BTW, keep in mind that if you are also lit up by this topic and want to talk more about it, by all means feel free to reach out to me directly, god knows I can go on and on about this forever, it’s just that I try not to do it here.

That said…

If you listen to almost any side in America, they’ll be saying something along the lines of “this is not the America we want.” They might be saying that in the context of immigration, or tariffs, or the price of eggs, or god knows what else. But whatever their political persuasion — Democrat, Republican, pro-Trump, anti-Trump, blah blah blah, whatever, you’ll hear them say something like this: “This is not the America we want,” “This is not who we are,” etc.

And so you know they are not really polarized. Sure, they think they are polarized, but they are not actually polarized, not at all. When you pull back the thing they are talking about, and listen to the subtext of what they are saying, they’re saying the exact same thing. They are not polarized, they are unified.

Their country is becoming something they don’t control anymore, and they are unified in their anger about that. They all live in a country that has a large amount of debt, and a large portion of that debt is owed to other countries, which means that control of their country is passing from them to someone else.

As control of their country passes from them to someone else, their country will undergo unpopular political changes, and it will be easier for the powers-that-be to make those changes if the people think they are polarized (“divide and conquer” and all that). In the US, the polarizing topic is immigration. Immigrants are the shiny object that keeps people distracted while their country makes the political changes it needs to make.

You can look back over hundreds of years of history and see this exact same playbook being run. Germany ran it in the late 1920s and early 1930s. Romania ran it in the late 80s.

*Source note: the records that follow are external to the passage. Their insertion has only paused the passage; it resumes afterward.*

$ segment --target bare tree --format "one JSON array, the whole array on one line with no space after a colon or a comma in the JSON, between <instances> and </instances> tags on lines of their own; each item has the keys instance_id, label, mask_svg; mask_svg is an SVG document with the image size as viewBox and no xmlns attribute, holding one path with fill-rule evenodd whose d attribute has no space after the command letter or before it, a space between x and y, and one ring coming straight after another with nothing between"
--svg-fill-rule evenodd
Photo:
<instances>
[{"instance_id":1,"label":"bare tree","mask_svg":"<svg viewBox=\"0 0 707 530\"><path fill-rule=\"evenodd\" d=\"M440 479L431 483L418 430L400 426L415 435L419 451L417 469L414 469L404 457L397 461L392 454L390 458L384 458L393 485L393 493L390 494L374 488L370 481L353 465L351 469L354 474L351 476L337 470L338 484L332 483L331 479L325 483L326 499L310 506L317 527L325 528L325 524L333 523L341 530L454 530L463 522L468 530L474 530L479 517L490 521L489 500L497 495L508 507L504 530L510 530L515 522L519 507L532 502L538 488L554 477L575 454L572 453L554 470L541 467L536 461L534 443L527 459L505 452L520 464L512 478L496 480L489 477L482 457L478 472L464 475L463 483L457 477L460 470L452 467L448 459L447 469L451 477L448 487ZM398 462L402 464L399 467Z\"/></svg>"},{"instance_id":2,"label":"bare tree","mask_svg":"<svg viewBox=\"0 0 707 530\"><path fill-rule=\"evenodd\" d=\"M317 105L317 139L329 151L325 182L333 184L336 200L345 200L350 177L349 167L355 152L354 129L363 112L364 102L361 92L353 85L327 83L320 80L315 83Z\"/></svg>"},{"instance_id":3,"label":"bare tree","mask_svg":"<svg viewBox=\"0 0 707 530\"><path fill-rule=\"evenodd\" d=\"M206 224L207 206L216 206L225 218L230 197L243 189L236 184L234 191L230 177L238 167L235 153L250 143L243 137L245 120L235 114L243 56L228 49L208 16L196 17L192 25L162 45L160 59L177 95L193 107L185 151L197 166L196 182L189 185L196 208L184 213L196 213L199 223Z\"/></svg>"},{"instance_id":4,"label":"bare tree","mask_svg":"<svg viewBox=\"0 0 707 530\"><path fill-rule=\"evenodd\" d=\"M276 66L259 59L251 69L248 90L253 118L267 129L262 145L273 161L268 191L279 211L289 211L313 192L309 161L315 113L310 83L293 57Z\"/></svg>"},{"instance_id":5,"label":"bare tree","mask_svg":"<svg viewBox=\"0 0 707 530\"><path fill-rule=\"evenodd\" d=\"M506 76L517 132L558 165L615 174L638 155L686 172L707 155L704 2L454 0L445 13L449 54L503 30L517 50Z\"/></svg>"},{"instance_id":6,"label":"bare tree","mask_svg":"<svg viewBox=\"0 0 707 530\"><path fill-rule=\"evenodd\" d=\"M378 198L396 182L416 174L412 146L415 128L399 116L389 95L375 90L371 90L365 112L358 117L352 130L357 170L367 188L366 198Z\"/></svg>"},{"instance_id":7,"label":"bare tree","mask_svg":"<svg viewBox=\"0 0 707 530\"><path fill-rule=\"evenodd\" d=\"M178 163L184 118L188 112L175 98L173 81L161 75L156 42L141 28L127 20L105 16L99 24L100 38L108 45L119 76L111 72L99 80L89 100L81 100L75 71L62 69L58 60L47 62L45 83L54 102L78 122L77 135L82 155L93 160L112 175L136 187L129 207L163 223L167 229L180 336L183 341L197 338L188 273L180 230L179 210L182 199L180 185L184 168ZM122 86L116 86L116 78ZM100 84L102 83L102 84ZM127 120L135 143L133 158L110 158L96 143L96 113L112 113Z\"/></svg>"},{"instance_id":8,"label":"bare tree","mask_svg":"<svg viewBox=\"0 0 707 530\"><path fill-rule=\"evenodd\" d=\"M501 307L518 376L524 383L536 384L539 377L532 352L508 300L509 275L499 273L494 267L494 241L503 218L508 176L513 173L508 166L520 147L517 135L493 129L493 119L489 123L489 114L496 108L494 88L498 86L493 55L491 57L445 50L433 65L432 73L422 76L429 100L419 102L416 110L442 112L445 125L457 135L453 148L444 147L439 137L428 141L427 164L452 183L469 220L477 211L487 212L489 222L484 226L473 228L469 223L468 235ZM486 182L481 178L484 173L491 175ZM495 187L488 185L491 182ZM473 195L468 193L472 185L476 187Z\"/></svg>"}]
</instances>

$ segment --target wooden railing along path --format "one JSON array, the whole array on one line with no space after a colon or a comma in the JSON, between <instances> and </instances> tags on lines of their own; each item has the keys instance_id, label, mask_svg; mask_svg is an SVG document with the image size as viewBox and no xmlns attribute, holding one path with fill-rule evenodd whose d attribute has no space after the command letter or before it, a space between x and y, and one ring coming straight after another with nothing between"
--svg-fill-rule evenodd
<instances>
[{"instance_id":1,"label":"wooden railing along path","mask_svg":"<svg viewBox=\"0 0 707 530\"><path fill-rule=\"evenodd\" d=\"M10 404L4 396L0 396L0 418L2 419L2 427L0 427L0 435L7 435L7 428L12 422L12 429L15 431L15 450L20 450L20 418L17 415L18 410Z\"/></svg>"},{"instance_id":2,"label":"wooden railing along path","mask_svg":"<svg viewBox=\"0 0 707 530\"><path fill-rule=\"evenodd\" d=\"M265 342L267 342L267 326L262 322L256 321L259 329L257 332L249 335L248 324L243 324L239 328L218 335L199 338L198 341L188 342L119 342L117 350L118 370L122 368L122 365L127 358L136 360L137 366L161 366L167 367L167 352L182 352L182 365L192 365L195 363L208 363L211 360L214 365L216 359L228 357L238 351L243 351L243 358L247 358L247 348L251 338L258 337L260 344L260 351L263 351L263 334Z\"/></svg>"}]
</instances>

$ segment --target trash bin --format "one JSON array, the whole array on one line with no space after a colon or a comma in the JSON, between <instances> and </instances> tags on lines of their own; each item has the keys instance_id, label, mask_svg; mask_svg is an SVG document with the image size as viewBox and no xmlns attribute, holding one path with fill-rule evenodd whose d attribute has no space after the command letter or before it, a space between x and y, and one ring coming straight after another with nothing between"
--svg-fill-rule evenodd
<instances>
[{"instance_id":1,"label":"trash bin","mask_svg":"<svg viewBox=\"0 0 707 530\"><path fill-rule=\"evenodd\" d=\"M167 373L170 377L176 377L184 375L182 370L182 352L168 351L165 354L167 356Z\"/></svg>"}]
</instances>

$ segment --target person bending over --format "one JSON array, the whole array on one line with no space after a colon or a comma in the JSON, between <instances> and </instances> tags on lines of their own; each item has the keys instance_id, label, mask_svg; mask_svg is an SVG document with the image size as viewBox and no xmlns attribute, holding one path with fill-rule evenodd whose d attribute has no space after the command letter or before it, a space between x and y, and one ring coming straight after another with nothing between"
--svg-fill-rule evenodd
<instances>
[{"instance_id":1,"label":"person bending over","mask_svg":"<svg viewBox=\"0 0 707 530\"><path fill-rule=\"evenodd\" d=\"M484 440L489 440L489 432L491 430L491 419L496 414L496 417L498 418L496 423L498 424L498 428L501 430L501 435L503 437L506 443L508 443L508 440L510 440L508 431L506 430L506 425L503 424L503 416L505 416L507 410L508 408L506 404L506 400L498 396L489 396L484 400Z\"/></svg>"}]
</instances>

(and look how it turned out for them)

BTW, I have strong feelings about immigration. How could I not? I personally have lived 70% of my adult life abroad, and most of my friends and customers are living in countries that they were not born in. But I’m not going to go into those feelings, because I don’t want this email to be 10 pages long.

Besides, what really makes me angry is to see a bunch of people thinking they are polarized when in fact they are not, they are just being manipulated. It’s the mass-level equivalent of gaslighting, and seeing it going on pisses me off.

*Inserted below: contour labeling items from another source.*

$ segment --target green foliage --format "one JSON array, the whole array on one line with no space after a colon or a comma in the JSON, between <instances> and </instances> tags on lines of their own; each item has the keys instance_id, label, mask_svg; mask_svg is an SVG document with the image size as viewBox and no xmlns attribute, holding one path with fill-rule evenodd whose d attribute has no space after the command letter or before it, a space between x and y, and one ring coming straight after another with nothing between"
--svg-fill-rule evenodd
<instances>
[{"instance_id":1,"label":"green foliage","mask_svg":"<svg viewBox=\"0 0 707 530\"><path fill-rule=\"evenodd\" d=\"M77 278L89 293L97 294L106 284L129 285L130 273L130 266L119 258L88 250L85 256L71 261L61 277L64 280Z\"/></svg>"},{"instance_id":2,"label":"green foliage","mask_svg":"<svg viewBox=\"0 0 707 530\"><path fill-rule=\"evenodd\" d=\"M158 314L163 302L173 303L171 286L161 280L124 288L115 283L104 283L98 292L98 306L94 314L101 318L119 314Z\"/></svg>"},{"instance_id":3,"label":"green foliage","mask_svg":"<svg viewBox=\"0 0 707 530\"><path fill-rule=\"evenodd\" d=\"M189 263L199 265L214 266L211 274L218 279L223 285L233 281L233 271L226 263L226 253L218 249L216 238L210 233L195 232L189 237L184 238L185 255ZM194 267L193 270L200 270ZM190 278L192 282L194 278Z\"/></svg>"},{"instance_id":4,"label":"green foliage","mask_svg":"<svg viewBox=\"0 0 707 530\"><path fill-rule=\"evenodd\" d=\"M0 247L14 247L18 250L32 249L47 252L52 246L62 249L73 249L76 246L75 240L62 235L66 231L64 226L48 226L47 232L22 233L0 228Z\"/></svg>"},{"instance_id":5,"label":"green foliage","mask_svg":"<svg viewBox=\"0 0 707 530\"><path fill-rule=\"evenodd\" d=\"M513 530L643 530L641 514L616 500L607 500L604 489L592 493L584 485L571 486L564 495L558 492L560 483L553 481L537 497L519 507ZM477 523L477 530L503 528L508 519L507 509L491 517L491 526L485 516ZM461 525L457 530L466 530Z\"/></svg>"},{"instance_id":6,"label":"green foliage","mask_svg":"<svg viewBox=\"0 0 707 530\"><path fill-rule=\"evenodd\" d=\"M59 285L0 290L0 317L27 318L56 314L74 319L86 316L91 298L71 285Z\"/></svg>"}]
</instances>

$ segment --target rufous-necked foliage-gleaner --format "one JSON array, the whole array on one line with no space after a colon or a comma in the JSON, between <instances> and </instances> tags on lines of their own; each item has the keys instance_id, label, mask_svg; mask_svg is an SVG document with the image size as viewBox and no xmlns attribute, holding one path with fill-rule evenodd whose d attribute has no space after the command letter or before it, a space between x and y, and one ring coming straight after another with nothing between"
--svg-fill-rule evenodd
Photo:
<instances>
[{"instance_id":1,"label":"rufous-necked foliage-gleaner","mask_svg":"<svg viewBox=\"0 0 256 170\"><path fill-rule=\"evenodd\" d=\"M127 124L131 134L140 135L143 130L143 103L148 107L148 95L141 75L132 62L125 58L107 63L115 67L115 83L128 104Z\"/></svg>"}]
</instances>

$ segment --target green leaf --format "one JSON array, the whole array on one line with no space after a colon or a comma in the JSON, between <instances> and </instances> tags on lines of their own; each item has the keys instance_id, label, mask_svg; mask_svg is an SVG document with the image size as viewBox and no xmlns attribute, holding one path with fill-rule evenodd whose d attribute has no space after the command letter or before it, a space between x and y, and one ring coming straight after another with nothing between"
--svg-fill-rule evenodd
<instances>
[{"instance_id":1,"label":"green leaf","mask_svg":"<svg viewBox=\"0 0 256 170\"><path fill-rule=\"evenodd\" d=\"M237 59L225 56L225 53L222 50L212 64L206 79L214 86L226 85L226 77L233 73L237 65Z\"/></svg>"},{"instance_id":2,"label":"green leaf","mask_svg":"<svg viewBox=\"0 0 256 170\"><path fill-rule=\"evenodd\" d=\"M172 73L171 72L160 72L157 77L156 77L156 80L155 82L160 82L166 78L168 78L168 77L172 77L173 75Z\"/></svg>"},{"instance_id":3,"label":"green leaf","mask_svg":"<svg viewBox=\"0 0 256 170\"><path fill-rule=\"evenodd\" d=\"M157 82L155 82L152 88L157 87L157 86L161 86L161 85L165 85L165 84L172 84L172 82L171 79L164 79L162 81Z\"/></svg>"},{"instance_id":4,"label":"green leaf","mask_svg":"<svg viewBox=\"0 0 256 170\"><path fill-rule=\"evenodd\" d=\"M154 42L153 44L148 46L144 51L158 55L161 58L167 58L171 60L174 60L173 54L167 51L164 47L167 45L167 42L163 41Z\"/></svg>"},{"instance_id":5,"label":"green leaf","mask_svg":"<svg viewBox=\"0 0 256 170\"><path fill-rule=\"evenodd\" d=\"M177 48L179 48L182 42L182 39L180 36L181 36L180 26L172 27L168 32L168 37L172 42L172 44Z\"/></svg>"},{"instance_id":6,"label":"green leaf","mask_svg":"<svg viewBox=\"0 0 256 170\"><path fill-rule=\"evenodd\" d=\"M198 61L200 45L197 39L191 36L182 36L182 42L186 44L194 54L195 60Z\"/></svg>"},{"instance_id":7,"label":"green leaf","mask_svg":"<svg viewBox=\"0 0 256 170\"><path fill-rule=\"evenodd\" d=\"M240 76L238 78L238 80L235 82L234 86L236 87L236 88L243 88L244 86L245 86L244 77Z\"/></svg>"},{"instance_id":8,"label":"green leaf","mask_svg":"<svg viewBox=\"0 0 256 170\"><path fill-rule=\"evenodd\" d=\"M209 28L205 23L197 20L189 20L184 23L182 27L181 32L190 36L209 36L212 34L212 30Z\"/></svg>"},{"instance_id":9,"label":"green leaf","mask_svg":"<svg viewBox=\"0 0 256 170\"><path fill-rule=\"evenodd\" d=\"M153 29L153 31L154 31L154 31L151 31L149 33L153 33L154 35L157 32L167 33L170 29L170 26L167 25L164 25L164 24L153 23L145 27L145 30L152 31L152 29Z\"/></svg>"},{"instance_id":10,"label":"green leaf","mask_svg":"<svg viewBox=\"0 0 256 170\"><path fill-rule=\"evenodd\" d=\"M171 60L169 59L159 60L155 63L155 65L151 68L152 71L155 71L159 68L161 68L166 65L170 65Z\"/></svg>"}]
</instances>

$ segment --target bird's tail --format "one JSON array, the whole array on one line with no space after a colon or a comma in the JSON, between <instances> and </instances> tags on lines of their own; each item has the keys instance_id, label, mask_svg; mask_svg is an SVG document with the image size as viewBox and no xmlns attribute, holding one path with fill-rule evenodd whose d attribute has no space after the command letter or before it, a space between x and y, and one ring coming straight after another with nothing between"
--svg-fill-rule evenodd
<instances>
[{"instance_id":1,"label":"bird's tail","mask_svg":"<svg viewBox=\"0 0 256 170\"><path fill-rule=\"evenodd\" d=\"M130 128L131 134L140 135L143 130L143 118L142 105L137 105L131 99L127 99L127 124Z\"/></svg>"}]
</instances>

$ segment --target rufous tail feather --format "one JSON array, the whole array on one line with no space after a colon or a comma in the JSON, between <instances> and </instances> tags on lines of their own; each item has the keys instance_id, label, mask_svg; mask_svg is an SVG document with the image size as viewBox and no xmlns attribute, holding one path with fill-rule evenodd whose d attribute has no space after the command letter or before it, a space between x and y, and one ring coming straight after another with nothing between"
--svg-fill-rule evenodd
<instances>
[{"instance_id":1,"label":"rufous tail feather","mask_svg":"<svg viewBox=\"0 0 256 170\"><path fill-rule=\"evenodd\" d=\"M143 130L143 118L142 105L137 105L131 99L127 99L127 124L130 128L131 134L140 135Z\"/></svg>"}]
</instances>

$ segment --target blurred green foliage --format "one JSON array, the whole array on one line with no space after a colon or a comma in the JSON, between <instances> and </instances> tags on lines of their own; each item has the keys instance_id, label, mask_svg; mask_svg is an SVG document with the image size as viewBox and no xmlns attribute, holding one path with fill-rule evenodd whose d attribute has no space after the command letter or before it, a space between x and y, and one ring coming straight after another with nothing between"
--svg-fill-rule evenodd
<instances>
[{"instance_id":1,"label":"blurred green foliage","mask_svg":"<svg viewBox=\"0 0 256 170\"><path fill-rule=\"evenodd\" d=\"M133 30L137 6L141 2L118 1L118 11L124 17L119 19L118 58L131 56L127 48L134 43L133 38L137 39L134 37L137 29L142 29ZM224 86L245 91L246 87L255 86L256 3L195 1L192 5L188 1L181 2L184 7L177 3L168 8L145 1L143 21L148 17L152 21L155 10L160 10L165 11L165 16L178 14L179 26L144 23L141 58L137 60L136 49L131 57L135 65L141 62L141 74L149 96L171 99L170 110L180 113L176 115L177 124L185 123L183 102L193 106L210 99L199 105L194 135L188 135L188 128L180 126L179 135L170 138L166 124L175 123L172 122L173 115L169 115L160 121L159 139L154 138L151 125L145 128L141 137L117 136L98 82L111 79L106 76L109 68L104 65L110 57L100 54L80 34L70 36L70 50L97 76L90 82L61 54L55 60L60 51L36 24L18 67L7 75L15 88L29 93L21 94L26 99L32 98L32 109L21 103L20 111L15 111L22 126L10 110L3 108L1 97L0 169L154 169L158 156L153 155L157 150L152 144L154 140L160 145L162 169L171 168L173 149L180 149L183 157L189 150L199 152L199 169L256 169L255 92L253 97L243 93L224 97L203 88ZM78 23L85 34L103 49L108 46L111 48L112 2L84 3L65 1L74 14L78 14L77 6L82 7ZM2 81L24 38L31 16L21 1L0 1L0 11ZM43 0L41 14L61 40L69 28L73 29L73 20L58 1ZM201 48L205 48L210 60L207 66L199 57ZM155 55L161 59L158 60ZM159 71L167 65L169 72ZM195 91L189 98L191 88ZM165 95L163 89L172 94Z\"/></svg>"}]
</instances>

Whew, that said, I know I told you I would find a way to bring it around to presentations, so here it is:

Whatever your audience says they want, it’s highly likely that that’s not what they really want. I’m not saying that they know and are being dishonest with you, not at all. I am saying that they probably know what they want, but maybe do not know how to articulate it, certainly not to you, and maybe not even to themselves.

That is the person you need to speak to in your presentations.

You need to answer the questions they articulate to you, absolutely. To not answer those questions would make you seem disrespectful and arrogant.

But the more you can make your message address the need they can’t articulate, not even to themselves, the more you will be remembered for your understanding and clarity.